In the second line of the couplet, he ventures to explain the same. “katra pin” – “after learning” – what is to be done? Any piece of knowledge is of no use if it is not put into use. However, how does one use the knowledge gained, depends on certain personal choices as well as social compulsions and expectations. Because of any fear or hesitation or reservation, one cannot go into a ‘mute mode’ after learning. There are certain obligations to the learner to discharge, in terms of one’s gratitude to the society which has facilitated this human empowerment. The entire course of life has to reflect the wisdom of one’s learning. The learning should help the learner to be a part of a creative community, to create for the needs of the future,
So, what does one do after learning?
“Nirkka” meaning “stand” – position yourself, says the poet. The position a learner designs, articulates and awards oneself should reflect the wisdom, the maturity, the experience and the information one has acquired during his long journey of learning. Instead of saying, what are the things one should do subsequent to learning, the poet again gives the responsibility to the learner. One must learn how to position oneself and this calls for a high degree of social consciousness, skills in relationship management, a deep insight into one’s operational geography and one’s own desire and direction for further growth.
In a world which is increasingly consumerist, where cutting edge competition matters, where people would like to seek and acquire positions whether one deserves it or not, where people would like to misuse, abuse and profuse through positions in which they are placed, the words of Thiruvalluvar have a powerful message.
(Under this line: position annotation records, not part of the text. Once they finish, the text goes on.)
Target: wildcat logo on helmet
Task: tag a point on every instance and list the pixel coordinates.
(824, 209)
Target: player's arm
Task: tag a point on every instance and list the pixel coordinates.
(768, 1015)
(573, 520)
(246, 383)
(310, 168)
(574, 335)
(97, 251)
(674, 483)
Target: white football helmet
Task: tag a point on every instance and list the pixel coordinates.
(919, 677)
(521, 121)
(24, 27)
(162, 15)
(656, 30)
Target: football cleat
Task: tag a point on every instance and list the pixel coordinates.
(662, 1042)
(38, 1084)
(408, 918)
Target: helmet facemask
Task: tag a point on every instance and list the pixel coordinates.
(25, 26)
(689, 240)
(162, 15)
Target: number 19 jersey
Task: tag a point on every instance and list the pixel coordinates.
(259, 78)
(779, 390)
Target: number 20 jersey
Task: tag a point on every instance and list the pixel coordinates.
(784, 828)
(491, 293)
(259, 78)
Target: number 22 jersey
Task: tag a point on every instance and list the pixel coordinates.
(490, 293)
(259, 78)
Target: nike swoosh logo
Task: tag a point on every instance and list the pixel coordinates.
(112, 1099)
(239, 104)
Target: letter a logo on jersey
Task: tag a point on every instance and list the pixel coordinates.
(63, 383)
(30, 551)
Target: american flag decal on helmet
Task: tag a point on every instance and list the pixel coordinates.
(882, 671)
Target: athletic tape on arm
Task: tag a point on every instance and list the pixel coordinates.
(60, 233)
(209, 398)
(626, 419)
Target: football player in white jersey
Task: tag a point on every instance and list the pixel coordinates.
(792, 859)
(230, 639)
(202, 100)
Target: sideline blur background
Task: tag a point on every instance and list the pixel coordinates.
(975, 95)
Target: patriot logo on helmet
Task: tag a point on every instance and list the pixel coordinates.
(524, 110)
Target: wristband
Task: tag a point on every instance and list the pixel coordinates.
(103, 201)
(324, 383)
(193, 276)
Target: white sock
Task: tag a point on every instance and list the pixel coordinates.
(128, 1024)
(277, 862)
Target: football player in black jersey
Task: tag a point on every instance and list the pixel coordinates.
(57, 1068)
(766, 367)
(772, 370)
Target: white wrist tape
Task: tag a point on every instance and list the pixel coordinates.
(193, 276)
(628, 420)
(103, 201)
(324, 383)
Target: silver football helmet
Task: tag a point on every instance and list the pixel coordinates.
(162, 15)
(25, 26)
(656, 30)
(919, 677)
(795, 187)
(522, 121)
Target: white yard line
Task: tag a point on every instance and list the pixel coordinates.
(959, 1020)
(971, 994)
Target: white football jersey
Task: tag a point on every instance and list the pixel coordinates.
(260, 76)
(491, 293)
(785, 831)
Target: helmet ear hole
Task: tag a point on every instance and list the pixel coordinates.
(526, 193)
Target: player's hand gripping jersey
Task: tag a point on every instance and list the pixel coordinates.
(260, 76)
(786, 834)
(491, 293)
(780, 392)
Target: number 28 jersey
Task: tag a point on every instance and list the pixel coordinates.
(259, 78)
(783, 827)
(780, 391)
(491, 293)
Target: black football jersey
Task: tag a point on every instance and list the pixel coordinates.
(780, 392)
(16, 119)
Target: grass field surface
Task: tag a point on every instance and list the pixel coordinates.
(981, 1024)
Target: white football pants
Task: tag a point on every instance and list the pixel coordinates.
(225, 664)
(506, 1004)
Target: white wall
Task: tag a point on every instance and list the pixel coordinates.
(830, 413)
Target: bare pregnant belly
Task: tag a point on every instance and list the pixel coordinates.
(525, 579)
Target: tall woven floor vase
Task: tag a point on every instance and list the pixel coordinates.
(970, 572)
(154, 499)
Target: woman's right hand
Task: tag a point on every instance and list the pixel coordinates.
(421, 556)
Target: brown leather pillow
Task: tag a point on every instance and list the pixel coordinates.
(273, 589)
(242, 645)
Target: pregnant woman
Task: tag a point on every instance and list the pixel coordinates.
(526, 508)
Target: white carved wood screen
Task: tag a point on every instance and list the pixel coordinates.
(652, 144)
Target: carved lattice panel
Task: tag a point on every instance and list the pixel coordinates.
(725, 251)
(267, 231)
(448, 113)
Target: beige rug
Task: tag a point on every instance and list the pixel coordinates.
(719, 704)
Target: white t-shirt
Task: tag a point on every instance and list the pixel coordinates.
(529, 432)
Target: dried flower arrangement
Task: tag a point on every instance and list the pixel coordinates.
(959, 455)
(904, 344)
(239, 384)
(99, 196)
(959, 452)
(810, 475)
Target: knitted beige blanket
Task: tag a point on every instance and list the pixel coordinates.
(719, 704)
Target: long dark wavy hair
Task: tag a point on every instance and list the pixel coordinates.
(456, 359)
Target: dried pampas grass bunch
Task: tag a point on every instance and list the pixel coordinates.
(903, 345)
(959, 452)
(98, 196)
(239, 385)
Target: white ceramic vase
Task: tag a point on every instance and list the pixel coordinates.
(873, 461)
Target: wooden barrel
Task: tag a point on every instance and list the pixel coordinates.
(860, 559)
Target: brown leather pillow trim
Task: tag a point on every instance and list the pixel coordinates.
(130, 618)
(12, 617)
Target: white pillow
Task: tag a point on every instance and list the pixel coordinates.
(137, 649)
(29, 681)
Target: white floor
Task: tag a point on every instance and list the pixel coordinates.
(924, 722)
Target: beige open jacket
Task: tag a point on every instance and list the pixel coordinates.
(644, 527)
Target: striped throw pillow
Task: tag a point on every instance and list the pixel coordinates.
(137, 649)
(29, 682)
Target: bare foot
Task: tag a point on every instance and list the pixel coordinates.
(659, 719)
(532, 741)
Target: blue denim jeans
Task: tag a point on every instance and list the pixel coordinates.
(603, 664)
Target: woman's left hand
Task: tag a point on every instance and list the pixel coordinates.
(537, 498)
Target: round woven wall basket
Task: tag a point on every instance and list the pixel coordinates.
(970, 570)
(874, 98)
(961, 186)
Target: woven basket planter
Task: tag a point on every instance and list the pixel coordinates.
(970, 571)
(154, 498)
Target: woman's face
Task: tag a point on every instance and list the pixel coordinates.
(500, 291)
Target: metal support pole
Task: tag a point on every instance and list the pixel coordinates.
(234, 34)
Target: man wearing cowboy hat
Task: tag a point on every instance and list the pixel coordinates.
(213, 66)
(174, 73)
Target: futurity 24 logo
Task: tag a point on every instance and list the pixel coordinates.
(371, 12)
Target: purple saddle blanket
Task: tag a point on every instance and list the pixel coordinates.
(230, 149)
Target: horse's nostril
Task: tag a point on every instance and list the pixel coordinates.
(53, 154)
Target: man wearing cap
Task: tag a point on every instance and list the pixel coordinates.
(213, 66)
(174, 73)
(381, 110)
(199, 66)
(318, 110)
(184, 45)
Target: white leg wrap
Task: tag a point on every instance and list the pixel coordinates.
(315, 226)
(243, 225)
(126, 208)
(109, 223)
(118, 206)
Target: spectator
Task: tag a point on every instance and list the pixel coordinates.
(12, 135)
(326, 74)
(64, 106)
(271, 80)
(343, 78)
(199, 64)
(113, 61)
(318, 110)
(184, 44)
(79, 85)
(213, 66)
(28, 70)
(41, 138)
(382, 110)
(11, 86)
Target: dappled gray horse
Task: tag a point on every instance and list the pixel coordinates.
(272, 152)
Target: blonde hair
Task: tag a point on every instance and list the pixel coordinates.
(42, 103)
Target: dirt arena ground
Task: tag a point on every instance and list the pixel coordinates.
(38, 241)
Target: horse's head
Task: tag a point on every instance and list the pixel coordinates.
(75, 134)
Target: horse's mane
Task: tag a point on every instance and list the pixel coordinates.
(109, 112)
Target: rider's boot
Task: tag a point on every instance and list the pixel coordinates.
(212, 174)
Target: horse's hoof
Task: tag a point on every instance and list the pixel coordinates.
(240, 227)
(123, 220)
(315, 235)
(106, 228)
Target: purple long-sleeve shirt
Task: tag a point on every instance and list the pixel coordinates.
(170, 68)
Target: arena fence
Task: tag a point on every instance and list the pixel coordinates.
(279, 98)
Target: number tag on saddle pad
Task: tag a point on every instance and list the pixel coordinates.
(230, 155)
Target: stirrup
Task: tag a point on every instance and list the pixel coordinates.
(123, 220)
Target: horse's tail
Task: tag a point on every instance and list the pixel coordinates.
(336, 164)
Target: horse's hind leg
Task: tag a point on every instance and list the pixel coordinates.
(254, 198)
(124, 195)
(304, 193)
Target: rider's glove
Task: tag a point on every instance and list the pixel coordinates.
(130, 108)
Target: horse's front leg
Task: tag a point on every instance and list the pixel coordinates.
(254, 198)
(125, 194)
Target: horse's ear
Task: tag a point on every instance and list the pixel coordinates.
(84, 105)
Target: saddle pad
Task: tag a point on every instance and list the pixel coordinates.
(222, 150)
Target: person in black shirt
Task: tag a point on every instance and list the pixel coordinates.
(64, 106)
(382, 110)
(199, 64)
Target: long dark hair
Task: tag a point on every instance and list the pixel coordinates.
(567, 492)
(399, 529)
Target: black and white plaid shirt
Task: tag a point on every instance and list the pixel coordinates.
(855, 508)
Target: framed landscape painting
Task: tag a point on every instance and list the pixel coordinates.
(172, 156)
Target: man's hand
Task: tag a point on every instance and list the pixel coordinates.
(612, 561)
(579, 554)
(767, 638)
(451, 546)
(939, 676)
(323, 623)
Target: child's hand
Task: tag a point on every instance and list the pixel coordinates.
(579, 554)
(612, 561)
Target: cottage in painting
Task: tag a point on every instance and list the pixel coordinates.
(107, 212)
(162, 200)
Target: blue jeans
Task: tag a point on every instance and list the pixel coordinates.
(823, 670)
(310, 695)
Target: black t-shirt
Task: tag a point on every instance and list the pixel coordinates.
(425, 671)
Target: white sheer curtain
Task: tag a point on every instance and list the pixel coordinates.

He says “atharkkuth thaga” – meaning “appropriate to the learning one has got”. In other words, if one is not going to reflect ethics, life skills, wisdom, maturity and intellectual and emotional skills one has acquired through learning, then the entire exercise of learning becomes useless, irrelevant and unproductive.
In the entire exercise of the explanation of learning, the poet-saint does not talk of any achievement or reward as the goal or aim of learning. The definition distances itself from any competitive learning or comparison between individuals as a result of learning. Learning is a personal empowerment of a vibrant human being and the individual should seek to learn to understand the meaning of life both in the personal as well as universal context. The definition, thus, rejects the modern perspectives of learning, largely aimed at bread and butter aim, and on certification of learning through certain minimal.
Through a small couplet (Kural), Thiruvalluvar, has been able to focus on several of the established philosophies and concepts deliberated in the current and the past century. Further, the Kural, also both directly and indirectly refers to all the four pillars of learning postulated for the 21st century by UNESCO in its document ‘Learning: The Treasure Within” – “Learning to Know; Learning to Do: Learning to get Together; Learning to Be.” Certainly, this Thirukkural focuses on – the need for knowledge, the process of acquisition of knowledge, the authenticity of knowledge, the action born out of knowledge, the positioning of the learner subsequent to knowledge acquisition in a social set up and learning to celebrate the self.